Despite President Donald Trump’s attempts to spin his first 100 days as a shining success, he is more unpopular today than at any point in his first term, when his ratings were notoriously dismal. A batch of new polls released this week suggests Trump may be in even more political trouble than Republicans initially feared.
Only 37% of voters approve of how Trump has handled the economy, according to the latest Reuters/Ipsos survey. Worse still, Reuters/Ipsos found that a majority of Americans oppose Trump’s handling of immigration, his signature issue. Trump’s growing unpopularity is fueling a wave of Democratic overperformance in recent special elections. Even Trump-aligned pollster Rasmussen Reports found Democrats now enjoy a 4-point lead in the generic congressional ballot.
None of those gains seem to matter to California Gov. Gavin Newsom, who spent the week bashing the Democratic Party as a directionless mess.
None of those gains seem to matter to California Gov. Gavin Newsom, who spent the week bashing the Democratic Party as a directionless mess that should work harder to meet MAGA extremists halfway.
“I don’t know what the party is,” Newsom told The Hill on Monday. “I’m still struggling with that.”
Newsom’s pessimism about Democrats’ future isn’t new, but it is consistently misguided. The governor clearly wants to position himself as a politician willing to speak tough truths to the party ahead of his presumed 2028 presidential campaign. That’s great! Democrats certainly need to have honest conversations about where we struggled in 2024. But those conversations should be based on data and discussions with our voters — not on Newsom’s chats with MAGA influencers like Steve Bannon and Charlie Kirk.
That’s especially true when Newsom’s so-called strategy required Democrats to bash the transgender community and write off Trump’s illegal deportation of Kilmar Abrego Garcia, who had protected status to reside in the U.S., as a “distraction” from “real” issues. Newsom seems to think that Democrats can only win in 2026 and 2028 if they abandon the justice principles that are the foundation of our party. The polls say otherwise.
During the rough few months that followed Kamala Harris’ general election loss, Newsom crystallized his dim view of the party when many Democrats were questioning how the party could have possibly lost to Trump. He was joined in his pessimism by some Democratic elites like strategist James Carville, who blamed Harris’ loss on “woke” politics and urged the party to split from its progressive wing.
With the party’s favorability among voters scraping record lows in March, plenty of Democrats were willing to believe that the party needed a ground-up rebuild. But then a funny thing happened: The more voters saw Trump’s incompetence and cruelty on display, the more they told pollsters that Democrats were right on issues ranging from the economy to protecting Social Security to defending due process from Trump’s unlawful deportation scheme.

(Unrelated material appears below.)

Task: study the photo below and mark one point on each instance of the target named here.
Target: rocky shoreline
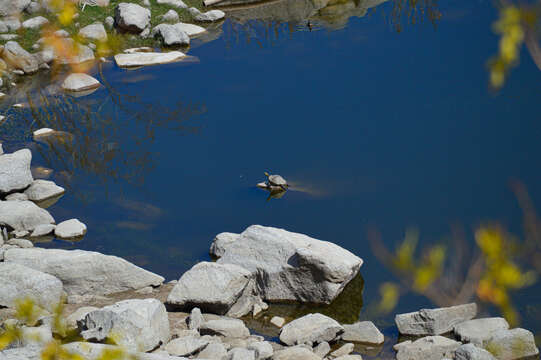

Central to Newsom’s argument is the idea that Democrats lost their core demographics in 2024 because they focused too heavily on social issues. It’s understandable that he would think that, because California saw a disproportionately large number of Latinos and younger voters shift toward the GOP last year. For Newsom, those 2024 shifts are Democrats’ new normal, and the only way for the party to survive is to shed its political skin in favor of something more center-right.
In fact, that shift might not be so permanent after all. An Economist/YouGov poll released last week found that Trump has already given up nearly all of his gains among young voters, where he boasts an impressive 57% disapproval rating. Trump’s support also cratered among Americans ages 30 to 44 (58% disapproval) and even among his base of older Americans. For the first time in his political career, a majority (52%) of Americans 65 and up dislike him.